A recent survey of working 55-year-olds conducted by Mori for the Department for Work and Pensions found that 57% continued to work because they enjoyed their jobs.
Pensions Minister Mike O'Brien commented: "Many of today's older workers are rejecting the cliff edge between work and retirement in favour of a gradual step down."
A gradual step down is one thing, running a garden centre when you've reached your centenary is quite another.
At 100, Phyliis Self can claim to be the UK's oldest manager.

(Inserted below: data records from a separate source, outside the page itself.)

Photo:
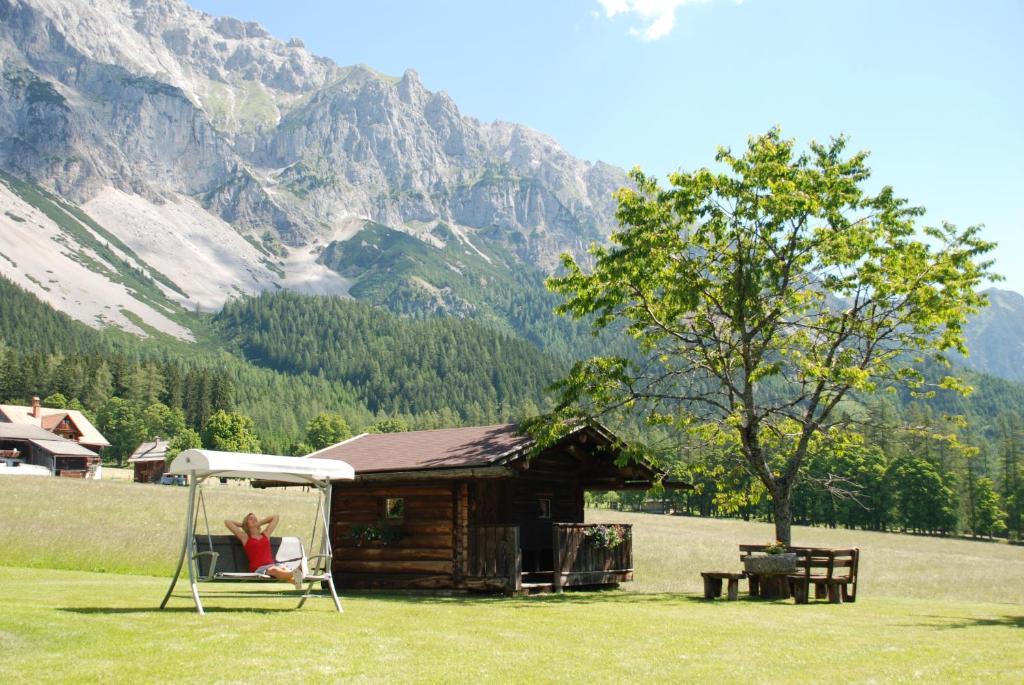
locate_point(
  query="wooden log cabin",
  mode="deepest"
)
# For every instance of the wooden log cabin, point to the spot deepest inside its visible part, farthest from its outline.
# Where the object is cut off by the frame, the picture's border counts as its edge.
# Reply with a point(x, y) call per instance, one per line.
point(471, 509)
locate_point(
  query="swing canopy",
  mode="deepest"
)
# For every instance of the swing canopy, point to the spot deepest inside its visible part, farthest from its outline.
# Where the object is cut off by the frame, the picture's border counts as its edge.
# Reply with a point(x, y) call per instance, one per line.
point(201, 464)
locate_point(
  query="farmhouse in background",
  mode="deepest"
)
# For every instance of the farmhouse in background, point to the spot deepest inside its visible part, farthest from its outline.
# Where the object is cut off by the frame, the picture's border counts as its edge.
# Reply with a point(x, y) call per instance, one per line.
point(148, 461)
point(24, 443)
point(69, 424)
point(470, 509)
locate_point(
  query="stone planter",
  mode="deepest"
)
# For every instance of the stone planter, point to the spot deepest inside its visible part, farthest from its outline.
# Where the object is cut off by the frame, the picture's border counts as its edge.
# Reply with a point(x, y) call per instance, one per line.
point(770, 563)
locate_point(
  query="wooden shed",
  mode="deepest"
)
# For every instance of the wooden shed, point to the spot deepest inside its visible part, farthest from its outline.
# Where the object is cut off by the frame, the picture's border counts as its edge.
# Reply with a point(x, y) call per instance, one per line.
point(148, 461)
point(469, 509)
point(34, 445)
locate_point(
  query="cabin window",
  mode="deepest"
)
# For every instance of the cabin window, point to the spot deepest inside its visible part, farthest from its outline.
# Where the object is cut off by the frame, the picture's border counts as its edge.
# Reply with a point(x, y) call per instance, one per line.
point(394, 507)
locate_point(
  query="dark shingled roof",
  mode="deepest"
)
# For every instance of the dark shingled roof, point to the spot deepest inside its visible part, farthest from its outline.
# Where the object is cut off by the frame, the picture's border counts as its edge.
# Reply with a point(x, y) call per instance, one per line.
point(443, 448)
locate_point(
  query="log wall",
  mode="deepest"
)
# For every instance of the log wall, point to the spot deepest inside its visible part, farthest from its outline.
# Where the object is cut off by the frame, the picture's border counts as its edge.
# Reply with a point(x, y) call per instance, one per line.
point(425, 557)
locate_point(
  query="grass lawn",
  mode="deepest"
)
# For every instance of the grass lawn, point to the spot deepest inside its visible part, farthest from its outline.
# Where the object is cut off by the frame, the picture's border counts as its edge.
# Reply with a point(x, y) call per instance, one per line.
point(929, 610)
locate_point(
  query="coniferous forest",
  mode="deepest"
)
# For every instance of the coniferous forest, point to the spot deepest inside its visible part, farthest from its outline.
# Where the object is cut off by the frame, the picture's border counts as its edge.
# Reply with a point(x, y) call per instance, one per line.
point(270, 372)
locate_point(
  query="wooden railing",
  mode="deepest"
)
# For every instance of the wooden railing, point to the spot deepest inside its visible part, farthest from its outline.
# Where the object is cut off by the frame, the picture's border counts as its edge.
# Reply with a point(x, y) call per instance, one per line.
point(581, 559)
point(495, 560)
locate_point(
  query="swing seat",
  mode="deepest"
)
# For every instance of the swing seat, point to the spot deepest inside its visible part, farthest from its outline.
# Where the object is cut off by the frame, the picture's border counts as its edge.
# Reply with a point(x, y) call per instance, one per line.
point(223, 558)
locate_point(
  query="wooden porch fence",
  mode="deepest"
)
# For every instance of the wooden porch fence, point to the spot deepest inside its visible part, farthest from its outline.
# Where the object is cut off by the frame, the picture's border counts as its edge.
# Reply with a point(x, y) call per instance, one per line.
point(580, 562)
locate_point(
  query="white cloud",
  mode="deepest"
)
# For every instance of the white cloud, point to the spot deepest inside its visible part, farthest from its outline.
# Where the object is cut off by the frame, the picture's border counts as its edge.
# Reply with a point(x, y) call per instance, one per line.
point(657, 15)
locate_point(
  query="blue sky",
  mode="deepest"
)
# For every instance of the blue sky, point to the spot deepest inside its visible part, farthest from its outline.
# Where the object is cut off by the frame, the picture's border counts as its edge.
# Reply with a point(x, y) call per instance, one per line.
point(933, 88)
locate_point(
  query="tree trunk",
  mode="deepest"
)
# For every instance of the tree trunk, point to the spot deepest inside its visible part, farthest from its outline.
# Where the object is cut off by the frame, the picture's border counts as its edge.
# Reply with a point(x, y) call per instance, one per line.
point(780, 500)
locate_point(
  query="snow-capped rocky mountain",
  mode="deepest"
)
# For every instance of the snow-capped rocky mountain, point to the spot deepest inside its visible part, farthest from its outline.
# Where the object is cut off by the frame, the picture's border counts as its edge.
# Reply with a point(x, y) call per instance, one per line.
point(213, 160)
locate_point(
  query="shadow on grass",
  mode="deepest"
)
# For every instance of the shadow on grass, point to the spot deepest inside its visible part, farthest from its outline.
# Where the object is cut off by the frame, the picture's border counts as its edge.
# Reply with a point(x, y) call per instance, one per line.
point(590, 597)
point(995, 622)
point(117, 610)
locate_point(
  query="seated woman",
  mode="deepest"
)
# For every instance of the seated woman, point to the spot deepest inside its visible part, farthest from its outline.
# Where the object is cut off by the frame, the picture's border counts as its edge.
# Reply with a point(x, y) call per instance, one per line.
point(256, 541)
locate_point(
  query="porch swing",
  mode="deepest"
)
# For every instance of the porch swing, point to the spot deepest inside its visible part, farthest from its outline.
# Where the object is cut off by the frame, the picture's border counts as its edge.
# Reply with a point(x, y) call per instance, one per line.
point(221, 558)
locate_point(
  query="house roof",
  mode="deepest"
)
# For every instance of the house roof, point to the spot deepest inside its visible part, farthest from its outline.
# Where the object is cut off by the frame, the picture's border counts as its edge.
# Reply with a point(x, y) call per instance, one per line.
point(17, 431)
point(60, 447)
point(23, 415)
point(441, 448)
point(153, 451)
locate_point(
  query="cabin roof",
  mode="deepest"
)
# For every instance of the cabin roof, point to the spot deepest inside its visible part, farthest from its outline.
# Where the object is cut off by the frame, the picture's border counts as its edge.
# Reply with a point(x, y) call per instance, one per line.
point(60, 447)
point(151, 451)
point(427, 450)
point(16, 431)
point(49, 418)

She is the personnel director of a garden centre founded by her son in Lacock, Wiltshire.
She only joined the firm when she was 65, and still drives herself to work every day.
"It makes me feel grateful that I am still capable of coming to work," she said on her birthday last November.
But the accolade for the oldest employee in the UK must surely go to the extraordinary Buster Martin, who will turn 102 in September.
Mr Martin did retire aged 97, but found his joints were stiffening up, so he took a job cleaning the vehicles at a plumbing company in London.
Buster enjoys a pint after run
Buster Martin is training for the London marathon
"If you enjoy the job, and you've no hassle, why not keep working?" he asks.
If further proof were needed of his fitness for work, Mr Martin will this weekend compete in the London Marathon, having already successfully completed a 13-mile training session.
Although he cannot promise that he will complete the 26 miles, he says he will "give it a try". Colleagues at work say he even stands a chance of achieving his goal.
Britain doesn't have the monopoly on energetic nonagenarians.
The American guitar legend Les Paul originally retired from the music business in 1965, having pioneered a new multi-tracked guitar style in the 50s.
But he has recently returned to work on the advice of his doctor, who said it would help him recover from by-pass surgery. "That's what's going to keep you alive," the performer was told.
Now aged 92, the guitarist plays regularly in a New York City jazz club, and even recently released a new album featuring younger admirers like Eric Clapton and Jeff Beck.
Bluesman Pinetop Perkins is another musician defying the years.
He made his name playing piano behind the R&B legend Muddy Waters. Now aged 94, Perkins will release his latest album this June, and also continues to play shows across the States.